Kurbanın makbulü koyundu
Kurban bayramlarında en önemli mesele halkın kurban ihtiyacının karşılanmasıydı. Tanzimat öncesinde sığır eti pek makbul olmadığından koyun eti tüketilirdi. Bu yüzden kurbanlıkların hemen hemen hepsi koyun olurdu. Yetkililer, halkın sıkıntı çekmemesi için aylar önceden İstanbul'a gelecek kurbanlık koyunlar için hazırlıklara başlardı. Hassa kasapbaşı kontrolü altında, Anadolu ve Rumeli'deki koyun yetiştirilen bölgelerden on binlerce koyun getirilirdi. 1791'de 60 bin, 1811'de 116 bin, 1820'de 179 bin, 1823'te 105 bin, 1825'te 75 bin, 1826'da 127 bin, 1827'de 94 bin 700 kurbanlık koyun gelmişti. Kurban Bayramı kışa rastlamışsa Anadolu'dan kurbanlık koyunların getirilmesi zor olduğundan kasapbaşı Rumeli'den daha fazla koyun getirtirdi.
Kurban fetvaları
Fetva, bir meselenin dinî ve hukukî durumuna açıklık getirirdi. Müftülerin verdiği fetva bir bakıma, Kur'an ve Peygamber'in sünnetinde yer alan dinî bir hükmün açıklanması ve kapsamının belirlenmesidir. Fetva, yetkili bir müftüden alınabileceği gibi Osmanlı İmparatorluğu'nda en büyük dinî yetkili olan şeyhülislâmdan da alınabilirdi.
Fetva almak için soru soran kişi durumu "mesele" adı altında ve kendi ismini vermeden yazılı olarak fetva makamına arz ederdi. Fetvalarda meselesi olan kişiler gerçek adlarıyla yer almayıp erkekler için Zeyd, Amr, Bekir, Halit, kadınlar için ise Hind, Zeynep gibi temsilî isimler kullanılırdı. Fetvalarda genellikle soru kısmı ayrıntılı olur, cevap ise "Olur, olmaz, caizdir, değildir" gibi bir iki kelimeden oluşurdu. Kısa cevabın yeterli olmadığı durumlarda cevap kısmı da epeyce ayrıntılı olurdu. Fetvanın sonunda, fetvayı veren müftünün adı ve sıfatı bulunurdu.

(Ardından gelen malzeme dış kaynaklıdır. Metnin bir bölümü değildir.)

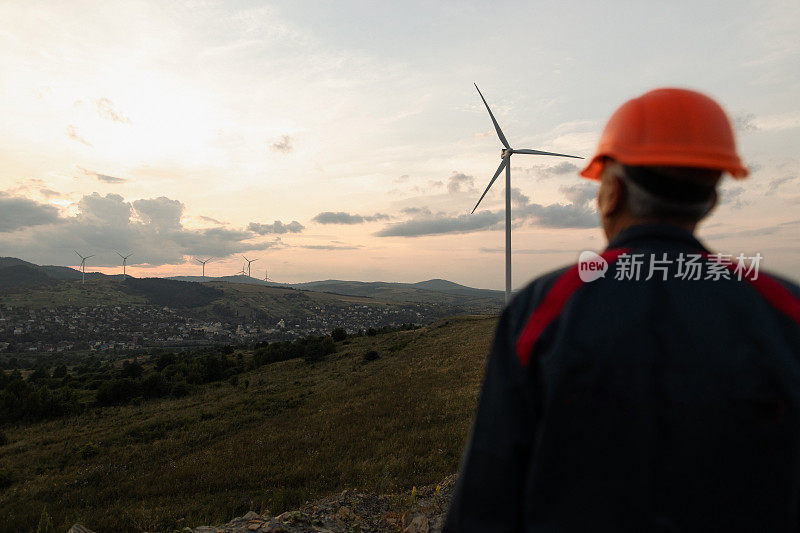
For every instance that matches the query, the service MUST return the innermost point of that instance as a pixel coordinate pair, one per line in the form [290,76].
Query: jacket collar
[655,232]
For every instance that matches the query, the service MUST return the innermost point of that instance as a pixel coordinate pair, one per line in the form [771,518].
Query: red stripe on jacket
[552,304]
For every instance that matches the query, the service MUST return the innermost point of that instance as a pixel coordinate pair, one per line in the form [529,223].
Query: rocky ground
[421,511]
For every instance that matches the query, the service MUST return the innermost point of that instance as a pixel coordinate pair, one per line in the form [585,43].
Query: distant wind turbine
[124,262]
[505,155]
[248,264]
[204,266]
[83,265]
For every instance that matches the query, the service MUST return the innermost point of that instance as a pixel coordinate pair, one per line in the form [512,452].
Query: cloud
[17,212]
[73,134]
[161,213]
[212,220]
[277,227]
[745,123]
[547,172]
[150,227]
[106,110]
[777,182]
[561,215]
[580,193]
[49,193]
[459,180]
[732,197]
[528,251]
[284,145]
[416,211]
[577,214]
[340,217]
[439,225]
[105,178]
[517,198]
[329,247]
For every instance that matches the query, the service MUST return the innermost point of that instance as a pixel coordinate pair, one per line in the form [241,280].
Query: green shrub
[90,449]
[179,390]
[7,477]
[339,334]
[45,522]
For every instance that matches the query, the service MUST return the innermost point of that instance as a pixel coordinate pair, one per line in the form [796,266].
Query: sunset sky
[340,139]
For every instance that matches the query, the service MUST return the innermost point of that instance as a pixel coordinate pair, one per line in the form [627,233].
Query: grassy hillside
[287,432]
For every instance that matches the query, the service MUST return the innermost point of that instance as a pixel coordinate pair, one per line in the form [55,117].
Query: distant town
[136,327]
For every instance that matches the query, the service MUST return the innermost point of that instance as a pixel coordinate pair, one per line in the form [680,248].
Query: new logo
[591,266]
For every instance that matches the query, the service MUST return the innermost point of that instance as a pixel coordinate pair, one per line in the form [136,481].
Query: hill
[25,277]
[440,291]
[51,271]
[382,414]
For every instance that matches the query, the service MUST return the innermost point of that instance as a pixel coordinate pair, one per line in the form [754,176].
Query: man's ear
[611,194]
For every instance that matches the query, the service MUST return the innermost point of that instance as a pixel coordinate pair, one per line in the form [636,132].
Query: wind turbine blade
[539,152]
[503,163]
[496,125]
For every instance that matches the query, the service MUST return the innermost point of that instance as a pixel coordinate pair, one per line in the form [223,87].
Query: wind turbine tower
[505,154]
[248,264]
[124,263]
[204,266]
[83,266]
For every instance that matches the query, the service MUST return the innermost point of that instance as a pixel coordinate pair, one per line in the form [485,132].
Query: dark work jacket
[651,405]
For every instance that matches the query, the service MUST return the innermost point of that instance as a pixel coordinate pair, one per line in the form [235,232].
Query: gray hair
[645,204]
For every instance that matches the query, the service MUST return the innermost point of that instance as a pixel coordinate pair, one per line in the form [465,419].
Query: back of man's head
[660,158]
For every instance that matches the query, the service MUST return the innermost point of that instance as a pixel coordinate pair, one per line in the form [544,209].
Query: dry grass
[297,432]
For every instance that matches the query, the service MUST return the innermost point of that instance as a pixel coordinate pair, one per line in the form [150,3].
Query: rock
[418,524]
[345,513]
[77,528]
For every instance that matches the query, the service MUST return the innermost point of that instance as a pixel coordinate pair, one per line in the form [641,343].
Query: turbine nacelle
[505,164]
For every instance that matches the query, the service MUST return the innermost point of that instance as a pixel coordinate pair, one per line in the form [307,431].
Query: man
[661,396]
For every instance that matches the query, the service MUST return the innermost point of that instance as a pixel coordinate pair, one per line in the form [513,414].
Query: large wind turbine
[204,266]
[505,155]
[83,265]
[248,264]
[124,262]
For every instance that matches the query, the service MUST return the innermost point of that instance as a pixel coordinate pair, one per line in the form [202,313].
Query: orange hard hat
[669,127]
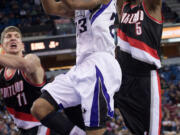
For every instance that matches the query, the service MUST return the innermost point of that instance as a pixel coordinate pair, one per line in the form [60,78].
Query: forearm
[56,8]
[82,4]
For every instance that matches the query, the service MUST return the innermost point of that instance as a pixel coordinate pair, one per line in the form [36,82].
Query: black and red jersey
[139,37]
[18,94]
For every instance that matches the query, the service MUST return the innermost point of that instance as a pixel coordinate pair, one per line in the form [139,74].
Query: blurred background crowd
[29,16]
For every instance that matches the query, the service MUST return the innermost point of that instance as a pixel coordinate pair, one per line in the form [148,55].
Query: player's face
[12,43]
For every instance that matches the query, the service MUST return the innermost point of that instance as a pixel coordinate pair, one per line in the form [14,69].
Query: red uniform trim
[21,115]
[138,44]
[160,112]
[147,13]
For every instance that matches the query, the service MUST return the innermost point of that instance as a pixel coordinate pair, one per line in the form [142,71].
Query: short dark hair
[10,29]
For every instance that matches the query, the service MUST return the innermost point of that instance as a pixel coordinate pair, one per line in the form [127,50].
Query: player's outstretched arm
[30,64]
[154,8]
[84,4]
[57,8]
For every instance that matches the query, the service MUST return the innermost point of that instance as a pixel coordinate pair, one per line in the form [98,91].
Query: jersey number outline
[138,28]
[21,97]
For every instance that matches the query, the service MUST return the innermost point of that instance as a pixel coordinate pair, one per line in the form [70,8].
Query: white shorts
[92,83]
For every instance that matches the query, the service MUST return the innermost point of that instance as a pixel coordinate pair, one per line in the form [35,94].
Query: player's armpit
[82,4]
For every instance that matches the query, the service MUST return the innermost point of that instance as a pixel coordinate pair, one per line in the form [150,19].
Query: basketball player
[20,82]
[139,37]
[96,76]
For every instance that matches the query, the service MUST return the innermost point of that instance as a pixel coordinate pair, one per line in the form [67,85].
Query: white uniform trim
[155,112]
[24,124]
[138,53]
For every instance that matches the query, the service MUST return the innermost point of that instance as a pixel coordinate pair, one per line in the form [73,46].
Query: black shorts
[31,131]
[139,101]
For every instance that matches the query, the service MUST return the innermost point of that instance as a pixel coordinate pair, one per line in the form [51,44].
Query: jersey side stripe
[138,44]
[137,53]
[100,93]
[21,115]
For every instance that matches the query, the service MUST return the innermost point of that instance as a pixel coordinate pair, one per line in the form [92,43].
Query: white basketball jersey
[94,30]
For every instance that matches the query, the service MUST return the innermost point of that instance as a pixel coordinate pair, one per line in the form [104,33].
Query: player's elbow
[36,110]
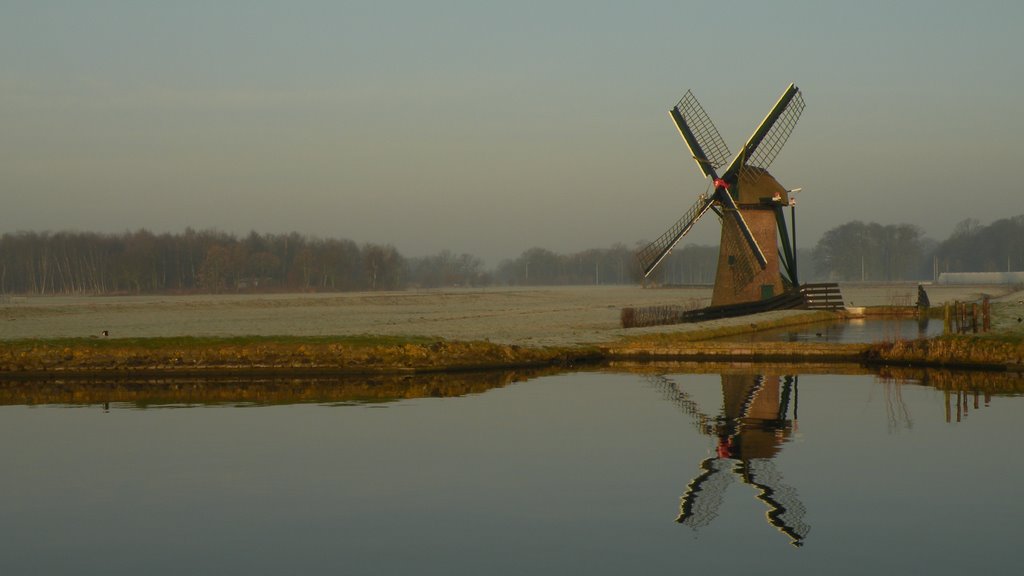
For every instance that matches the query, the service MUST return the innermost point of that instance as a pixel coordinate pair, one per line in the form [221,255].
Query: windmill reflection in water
[753,425]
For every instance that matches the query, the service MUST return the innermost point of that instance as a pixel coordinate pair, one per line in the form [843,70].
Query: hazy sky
[493,127]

Kanuni Sultan Süleyman ve oğlu İkinci Selim dönemlerinde 29 yıl şeyhülislâmlık yapan Ebussuud Efendi'nin Ertuğrul Düzdağ tarafından yayımlanan fetvalarından kurbanla ilgili olanları aşağıda veriyoruz.
Soru: Kurban olunacak hayvan kesilirken hangi ayağının bağlanıp hangi ayağının boşta kalması caiz olur.
Cevap: Üç ayağı bağlanır, arka ayağının sağı boş konup, sol yanı üzerine yatırılır.
Soru: Zeyd, Kurban Bayramı'nda, fakir komşusu Amr'a kurban parasını verse, üzerine lazım olan kurban vazifesini yapmış sayılır mı?
Cevap: Caiz olmaz. Eğer kurban günleri geçerse, ondan sonra caiz olur.
Soru: Zeyd'in Allah rızası için olmayıp, belki kötü niyetle ziyafet maksadıyla kestiği davar Allahu Teala hazretlerinin "Allah'tan başkası için kesilecek kurban helal olmaz" kelam-ı şerifine dahil olup, haram olur mu?
Cevap: Hayvanı, arkadaşı Amr'a hürmeten boğazlamış olur.
Bayram ve top atışları
Arife günü ikindiden itibaren Ramazan Bayramı'nın üçüncü günü, Kurban Bayramı'nın ise dördüncü günü akşamına kadar her gün top atılırdı. Bu toplar genellikle Tersane'den ve Donanma'dan ateşlenirdi.
Bayram ve af
Bayramdan önce subaylara ve memurlara birer maaş ikramiye dağıtılır, fakirlere yardım yapılırdı. Askere şeker, kuzu, helva ve salata verilirdi. Zaptiye asker ve subaylarına da birer adet fes ve püskül verilir veya bedeli ödenirdi. Bayram sebebiyle cezasının üçte ikisini çekmiş mahkûmların bir kısmı da affedilirdi.